April 19 (Bloomberg) -- Danish efforts to reach an accord on too-big-too-fail bank buffers are being hampered by disagreement over the kinds of capital that can be used, said Anders Jensen, head of Nordea Bank AB’s Danish operations.
“By and large we are there, but some issues remain on exactly what kind of capital to use in some areas,” Jensen said today in an interview in Copenhagen. Nordea Denmark also wants consideration given to the fact the lender can turn to the parent company in Stockholm, he said.
Banks have until today to comment on measures recommended by a government-appointed committee to prevent systemically important financial institutions from defaulting and plunging the economy into chaos. The committee last month named six banks, including Nordea, as too big to fail and advised they hold as much as 5 percent additional capital.

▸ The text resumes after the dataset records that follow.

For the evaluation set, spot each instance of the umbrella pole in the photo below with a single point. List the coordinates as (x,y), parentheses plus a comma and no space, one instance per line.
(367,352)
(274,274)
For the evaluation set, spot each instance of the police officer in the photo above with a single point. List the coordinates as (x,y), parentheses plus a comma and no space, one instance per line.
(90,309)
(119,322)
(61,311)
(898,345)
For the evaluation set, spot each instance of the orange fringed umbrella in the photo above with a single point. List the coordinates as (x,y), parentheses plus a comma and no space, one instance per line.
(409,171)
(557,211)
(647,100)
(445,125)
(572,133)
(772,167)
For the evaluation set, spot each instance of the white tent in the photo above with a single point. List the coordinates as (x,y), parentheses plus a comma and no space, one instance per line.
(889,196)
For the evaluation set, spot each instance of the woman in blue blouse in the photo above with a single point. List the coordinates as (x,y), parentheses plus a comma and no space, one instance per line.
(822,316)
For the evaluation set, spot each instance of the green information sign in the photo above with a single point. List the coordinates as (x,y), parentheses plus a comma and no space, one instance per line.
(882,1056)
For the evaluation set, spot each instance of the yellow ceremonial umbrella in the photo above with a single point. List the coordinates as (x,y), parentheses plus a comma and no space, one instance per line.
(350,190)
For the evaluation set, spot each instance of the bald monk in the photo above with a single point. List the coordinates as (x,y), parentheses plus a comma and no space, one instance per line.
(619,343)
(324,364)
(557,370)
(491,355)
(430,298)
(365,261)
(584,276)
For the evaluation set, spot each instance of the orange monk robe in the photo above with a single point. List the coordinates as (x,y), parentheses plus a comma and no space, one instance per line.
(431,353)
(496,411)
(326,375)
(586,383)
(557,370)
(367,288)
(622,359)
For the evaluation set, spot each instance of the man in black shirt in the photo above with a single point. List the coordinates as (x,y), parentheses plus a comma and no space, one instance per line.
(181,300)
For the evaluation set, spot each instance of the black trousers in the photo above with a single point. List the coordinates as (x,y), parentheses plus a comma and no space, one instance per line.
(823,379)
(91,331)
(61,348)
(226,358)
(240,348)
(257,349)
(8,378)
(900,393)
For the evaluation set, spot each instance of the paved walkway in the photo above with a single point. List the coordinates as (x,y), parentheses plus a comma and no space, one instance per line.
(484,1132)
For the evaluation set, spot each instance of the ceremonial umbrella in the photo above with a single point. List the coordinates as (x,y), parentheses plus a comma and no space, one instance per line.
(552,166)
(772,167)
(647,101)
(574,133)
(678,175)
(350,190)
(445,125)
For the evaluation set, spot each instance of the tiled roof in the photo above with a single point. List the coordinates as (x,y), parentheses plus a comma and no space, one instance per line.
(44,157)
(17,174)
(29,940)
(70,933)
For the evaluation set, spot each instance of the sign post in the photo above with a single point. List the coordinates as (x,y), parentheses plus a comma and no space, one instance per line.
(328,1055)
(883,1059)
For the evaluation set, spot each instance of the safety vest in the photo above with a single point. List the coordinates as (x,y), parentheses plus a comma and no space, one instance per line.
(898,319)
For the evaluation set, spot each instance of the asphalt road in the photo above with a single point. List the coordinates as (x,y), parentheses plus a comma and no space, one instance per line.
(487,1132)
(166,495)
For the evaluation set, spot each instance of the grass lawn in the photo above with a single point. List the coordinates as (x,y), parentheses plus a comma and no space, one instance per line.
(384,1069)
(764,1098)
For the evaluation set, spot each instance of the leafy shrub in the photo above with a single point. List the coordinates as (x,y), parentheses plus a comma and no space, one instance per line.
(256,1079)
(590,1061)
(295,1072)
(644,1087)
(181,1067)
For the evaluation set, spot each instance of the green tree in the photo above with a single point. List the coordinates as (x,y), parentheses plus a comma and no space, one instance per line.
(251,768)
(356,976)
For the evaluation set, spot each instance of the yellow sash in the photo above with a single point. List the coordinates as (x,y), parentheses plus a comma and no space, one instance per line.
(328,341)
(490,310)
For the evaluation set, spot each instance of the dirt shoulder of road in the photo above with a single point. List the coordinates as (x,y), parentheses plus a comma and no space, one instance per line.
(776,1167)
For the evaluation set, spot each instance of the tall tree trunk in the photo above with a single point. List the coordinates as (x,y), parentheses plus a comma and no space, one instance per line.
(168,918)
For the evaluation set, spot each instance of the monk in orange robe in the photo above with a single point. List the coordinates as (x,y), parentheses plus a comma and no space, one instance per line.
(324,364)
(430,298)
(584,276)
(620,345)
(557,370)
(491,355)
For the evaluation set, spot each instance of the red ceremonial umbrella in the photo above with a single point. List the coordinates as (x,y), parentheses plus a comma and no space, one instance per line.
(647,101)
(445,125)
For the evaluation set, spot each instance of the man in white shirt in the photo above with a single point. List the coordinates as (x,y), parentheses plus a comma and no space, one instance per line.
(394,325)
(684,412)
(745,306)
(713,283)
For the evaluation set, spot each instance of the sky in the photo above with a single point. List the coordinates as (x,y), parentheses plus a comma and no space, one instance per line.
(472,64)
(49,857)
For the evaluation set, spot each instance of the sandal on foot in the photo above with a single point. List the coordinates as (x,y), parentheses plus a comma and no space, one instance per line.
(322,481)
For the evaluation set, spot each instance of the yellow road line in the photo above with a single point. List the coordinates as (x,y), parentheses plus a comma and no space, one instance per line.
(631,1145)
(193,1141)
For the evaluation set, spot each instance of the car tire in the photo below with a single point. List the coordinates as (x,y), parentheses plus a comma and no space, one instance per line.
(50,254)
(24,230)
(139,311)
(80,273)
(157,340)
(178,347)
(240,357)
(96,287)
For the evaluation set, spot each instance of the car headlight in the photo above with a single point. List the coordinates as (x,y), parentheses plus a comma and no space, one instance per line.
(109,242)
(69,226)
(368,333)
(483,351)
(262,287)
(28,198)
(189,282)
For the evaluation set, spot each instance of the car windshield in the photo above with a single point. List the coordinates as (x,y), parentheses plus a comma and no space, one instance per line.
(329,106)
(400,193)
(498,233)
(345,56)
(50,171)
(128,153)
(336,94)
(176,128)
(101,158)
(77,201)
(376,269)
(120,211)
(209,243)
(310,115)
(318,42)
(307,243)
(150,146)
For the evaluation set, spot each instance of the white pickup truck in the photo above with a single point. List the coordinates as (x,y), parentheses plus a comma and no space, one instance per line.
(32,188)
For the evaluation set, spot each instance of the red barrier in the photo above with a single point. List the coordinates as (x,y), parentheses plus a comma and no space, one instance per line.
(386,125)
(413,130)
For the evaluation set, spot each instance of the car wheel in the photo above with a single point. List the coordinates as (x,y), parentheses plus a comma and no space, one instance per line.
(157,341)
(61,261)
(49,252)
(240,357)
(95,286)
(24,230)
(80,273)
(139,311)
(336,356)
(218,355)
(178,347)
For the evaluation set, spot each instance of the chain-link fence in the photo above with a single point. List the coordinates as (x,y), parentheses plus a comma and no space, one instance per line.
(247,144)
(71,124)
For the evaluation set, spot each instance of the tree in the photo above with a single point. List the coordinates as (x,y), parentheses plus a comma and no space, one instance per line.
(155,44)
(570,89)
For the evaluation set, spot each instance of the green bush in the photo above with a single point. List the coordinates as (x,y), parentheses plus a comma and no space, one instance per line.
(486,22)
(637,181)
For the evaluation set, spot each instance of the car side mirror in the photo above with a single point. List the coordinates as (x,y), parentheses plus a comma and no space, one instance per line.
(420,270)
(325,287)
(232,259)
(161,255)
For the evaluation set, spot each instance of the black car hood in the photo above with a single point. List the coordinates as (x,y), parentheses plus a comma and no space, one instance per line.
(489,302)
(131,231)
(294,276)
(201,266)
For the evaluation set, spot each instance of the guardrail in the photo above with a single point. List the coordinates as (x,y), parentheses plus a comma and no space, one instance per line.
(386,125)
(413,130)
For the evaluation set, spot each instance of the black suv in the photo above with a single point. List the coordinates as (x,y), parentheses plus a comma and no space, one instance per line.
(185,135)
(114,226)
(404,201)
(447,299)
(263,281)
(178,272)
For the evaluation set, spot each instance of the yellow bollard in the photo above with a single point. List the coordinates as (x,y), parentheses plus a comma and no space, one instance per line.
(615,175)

The Business Ministry is taking public feedback before Parliament considers the recommendations. The opposition Conservative Party has already signaled it will try to block the higher capital requirements while the Danish Bankers Association said the measures would force banks to cut lending and imperil an economic recovery.
Under the proposal, Sifis will have to provide additional equity of 1 percent to 3.5 percent of risk-weighted assets and a crisis buffer of 1.5 percent. The Financial Supervisory Authority also may require that equity be used to fulfill so-called pillar 2, or individual solvency, requirements.
“This would be a tightening of the rules as we understand it,” Danske Markets said in a March 14 note.